Agora os incas já haviam aprendido com os espanhóis,
o valor do ouro e da prata e a utilidade que antes
desconheciam e passaram a pilhar, saquear e ocultar
tais símbolos de riqueza e poder. A proliferação de
doenças comuns da Europa para as quais os incas não
tinham defesa se disseminaram e fizeram o seu papel
no morticínio de centenas de milhares de pessoas.
O ouro e a prata tão ambicionados por Pizarro e os
seus homens estava em todo o lugar e nas mãos de
muitas pessoas, subvertendo a economia com a enorme
inflação. Um bom cavalo passou a custar $7000 até
que, por fim, os grãos e gêneros alimentícios
acabaram mais valiosos que o precioso ouro dos
espanhóis. A grande civilização inca, tal como
conhecida, já não existia.
Após a conquista espanhola
O Império Inca foi derrubado por menos de duzentos
homens e vinte e sete cavalos mas também por
milhares de ameríndios que se juntaram às tropas
espanholas por descontentamento em relação ao
tratamento dado pelo Império Inca. Francisco Pizarro
e os espanhóis que o seguiram oprimiram os incas
tanto material como culturalmente, não apenas
explorando-os pelo sistema de trabalho de "mitas"
para extração da prata Potosí, como reprimindo as
suas antigas tradições e conhecimentos. No que se
refere à agricultura, por exemplo, o abandono da
avançada técnica agrícola inca acabou instalando uma
persistente era de escassez de alimentos na região.

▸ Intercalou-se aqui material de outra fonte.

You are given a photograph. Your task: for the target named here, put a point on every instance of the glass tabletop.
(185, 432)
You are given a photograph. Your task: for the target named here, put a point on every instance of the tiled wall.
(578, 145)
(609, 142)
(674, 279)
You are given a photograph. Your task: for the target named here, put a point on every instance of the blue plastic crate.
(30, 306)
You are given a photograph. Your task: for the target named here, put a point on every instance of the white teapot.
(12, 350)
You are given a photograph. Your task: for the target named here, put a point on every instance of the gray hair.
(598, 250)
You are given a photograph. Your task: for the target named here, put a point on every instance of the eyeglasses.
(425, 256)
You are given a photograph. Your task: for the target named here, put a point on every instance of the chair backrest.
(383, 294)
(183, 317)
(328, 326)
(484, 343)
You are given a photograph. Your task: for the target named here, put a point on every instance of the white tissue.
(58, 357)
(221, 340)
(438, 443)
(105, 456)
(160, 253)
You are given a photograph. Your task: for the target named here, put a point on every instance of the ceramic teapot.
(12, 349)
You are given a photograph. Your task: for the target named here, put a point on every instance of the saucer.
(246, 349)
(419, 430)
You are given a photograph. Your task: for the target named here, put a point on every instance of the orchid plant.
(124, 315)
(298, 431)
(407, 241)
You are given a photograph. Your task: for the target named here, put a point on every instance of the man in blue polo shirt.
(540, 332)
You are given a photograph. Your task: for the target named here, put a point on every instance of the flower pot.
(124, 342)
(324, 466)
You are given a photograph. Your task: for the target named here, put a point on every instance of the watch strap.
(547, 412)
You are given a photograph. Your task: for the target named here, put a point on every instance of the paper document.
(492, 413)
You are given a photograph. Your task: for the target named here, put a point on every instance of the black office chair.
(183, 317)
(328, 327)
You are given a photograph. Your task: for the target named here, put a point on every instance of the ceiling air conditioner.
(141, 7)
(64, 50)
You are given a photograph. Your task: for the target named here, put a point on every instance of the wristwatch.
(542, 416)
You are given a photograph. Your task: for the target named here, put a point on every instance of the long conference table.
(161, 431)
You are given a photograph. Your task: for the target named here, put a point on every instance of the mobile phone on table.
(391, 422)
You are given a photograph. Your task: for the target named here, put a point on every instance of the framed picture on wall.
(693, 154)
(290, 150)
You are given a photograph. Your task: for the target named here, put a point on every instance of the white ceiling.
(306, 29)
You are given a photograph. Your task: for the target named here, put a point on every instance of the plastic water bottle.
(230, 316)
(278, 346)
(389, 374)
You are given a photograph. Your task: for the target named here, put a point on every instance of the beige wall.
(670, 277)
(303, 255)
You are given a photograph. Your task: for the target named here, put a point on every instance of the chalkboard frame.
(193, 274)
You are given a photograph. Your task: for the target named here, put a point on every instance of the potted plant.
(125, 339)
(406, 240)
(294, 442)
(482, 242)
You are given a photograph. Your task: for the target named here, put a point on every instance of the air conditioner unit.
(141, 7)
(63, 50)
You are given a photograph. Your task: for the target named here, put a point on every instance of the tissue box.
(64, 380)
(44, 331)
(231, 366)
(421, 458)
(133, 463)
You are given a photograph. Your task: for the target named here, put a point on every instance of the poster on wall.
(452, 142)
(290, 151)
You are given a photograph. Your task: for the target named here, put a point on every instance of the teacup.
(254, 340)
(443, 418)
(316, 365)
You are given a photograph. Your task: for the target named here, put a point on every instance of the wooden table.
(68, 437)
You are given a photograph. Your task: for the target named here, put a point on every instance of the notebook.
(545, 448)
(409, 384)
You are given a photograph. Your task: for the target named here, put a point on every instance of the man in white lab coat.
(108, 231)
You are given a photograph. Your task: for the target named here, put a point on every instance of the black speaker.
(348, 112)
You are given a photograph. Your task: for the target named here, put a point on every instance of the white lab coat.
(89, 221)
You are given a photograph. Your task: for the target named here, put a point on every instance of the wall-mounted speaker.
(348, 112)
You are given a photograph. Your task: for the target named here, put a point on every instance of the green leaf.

Uma parte da herança cultural foi mantida,
tratando-se das línguas quíchua e aimará, isto
porque a Igreja Católica escolheu estas línguas
nativas como veículo da evangelização dos incas, daí
passarem a escrevê-las com caracteres latinos e
ensiná-las como jamais ocorrera no Império Inca,
fixando-as como as línguas mais faladas entre as dos
ameríndios.
Mais tarde, a exploração opressiva foi objeto de uma
rebelião cujo líder Tupac Amaru considerado o último
inca, acabou inspirando o nome do movimento
revolucionário peruano do século XX, o MRTA, e o
movimento uruguaio dos Tupamaros. A história de
planeamento econômico dos incas e boas doses de
maoísmo são também a inspiração revolucionária do
atual movimento Sendero Luminoso no Peru.